California Corporations Code Section 25206.1, which became effective January 1, 2016 permits “finders” to be exempt from broker-dealer provisions of California securities laws. In other words, this new section legalizes payments of finder’s fees by an issuer of securities to a person who introduces one or more accredited investors to that issuer, regardless of whether that person is a registered broker.
The exemption requires numerous conditions for the finder, including:
- the finder must be a person, not an entity
- the transaction must be a sale of securities by an issuer of the securities in California
- the size of the transactions for which the finder is engaged must not exceed a purchase price of $15 million in the aggregate.

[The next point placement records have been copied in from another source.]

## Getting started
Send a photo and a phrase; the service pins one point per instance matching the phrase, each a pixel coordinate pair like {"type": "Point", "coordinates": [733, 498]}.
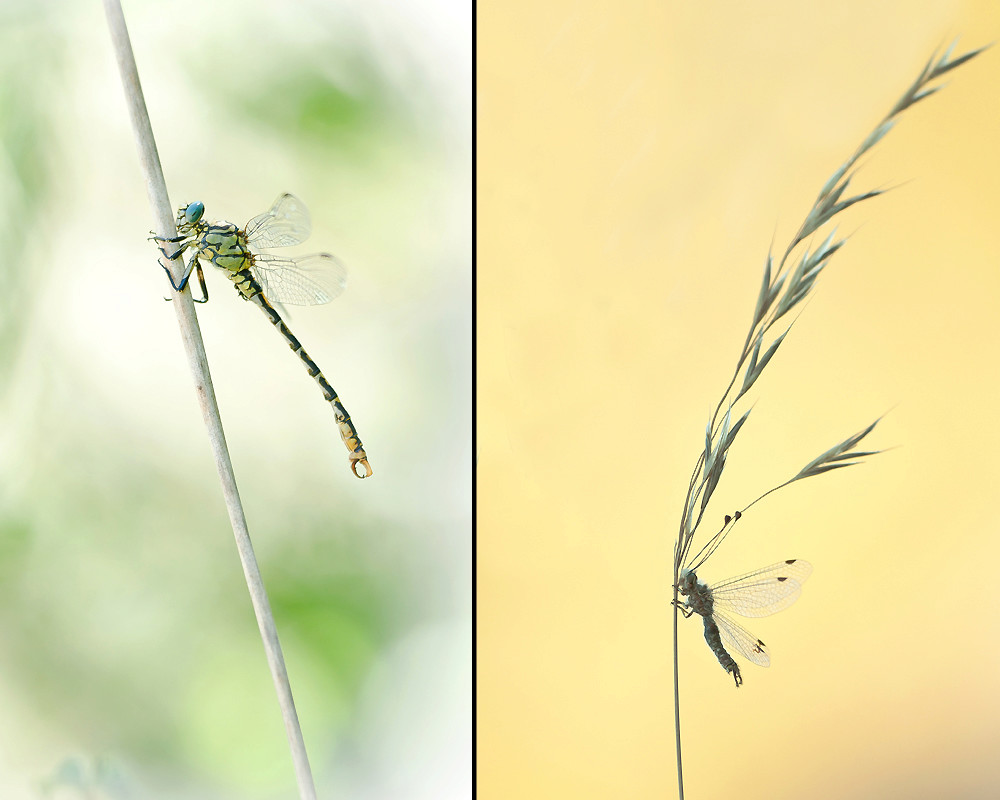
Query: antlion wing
{"type": "Point", "coordinates": [764, 591]}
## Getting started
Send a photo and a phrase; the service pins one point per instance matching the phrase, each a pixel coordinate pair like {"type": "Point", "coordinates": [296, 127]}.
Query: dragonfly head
{"type": "Point", "coordinates": [188, 215]}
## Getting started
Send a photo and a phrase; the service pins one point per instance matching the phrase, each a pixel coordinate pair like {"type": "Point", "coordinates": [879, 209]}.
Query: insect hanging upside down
{"type": "Point", "coordinates": [263, 278]}
{"type": "Point", "coordinates": [757, 594]}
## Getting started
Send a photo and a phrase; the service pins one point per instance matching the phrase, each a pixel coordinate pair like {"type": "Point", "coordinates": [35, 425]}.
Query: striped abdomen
{"type": "Point", "coordinates": [714, 640]}
{"type": "Point", "coordinates": [251, 290]}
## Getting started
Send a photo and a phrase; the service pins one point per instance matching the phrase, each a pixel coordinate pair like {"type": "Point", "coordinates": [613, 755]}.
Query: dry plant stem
{"type": "Point", "coordinates": [781, 291]}
{"type": "Point", "coordinates": [198, 361]}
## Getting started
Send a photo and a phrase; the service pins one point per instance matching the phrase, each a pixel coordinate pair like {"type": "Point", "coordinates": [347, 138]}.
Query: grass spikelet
{"type": "Point", "coordinates": [783, 288]}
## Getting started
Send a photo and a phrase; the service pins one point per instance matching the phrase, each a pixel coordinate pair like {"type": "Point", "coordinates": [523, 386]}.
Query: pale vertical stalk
{"type": "Point", "coordinates": [677, 698]}
{"type": "Point", "coordinates": [780, 292]}
{"type": "Point", "coordinates": [194, 347]}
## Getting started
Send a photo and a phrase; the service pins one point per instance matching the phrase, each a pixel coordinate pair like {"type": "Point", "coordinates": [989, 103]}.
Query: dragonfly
{"type": "Point", "coordinates": [759, 593]}
{"type": "Point", "coordinates": [265, 279]}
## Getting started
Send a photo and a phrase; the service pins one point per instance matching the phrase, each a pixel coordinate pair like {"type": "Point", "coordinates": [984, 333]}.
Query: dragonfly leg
{"type": "Point", "coordinates": [685, 609]}
{"type": "Point", "coordinates": [192, 265]}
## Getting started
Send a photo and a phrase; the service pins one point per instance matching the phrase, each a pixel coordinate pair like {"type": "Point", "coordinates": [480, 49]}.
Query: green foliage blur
{"type": "Point", "coordinates": [130, 647]}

Additionally, there are prohibitions on what a finder can and cannot do, i.e., finders cannot advise any party to the transaction regarding the value of the securities or advisability of the investment and finders cannot sell or offer to sell any securities of the issuer that the finder owns. Finders must also register with the Commissioner of Business Oversight and renew his/her registration annually. A full text of Section 25206.1 can be found here.
The SEC’s Advisory Committee on Small and Emerging Companies has made recommendations related to finders, but the SEC has yet to adopt similar exemptions for finders. Thus, any transaction conducted outside of California will also be subject to the federal securities laws that currently only allow finder’s fees to be paid to registered individuals pursuant to broker-dealer regulations.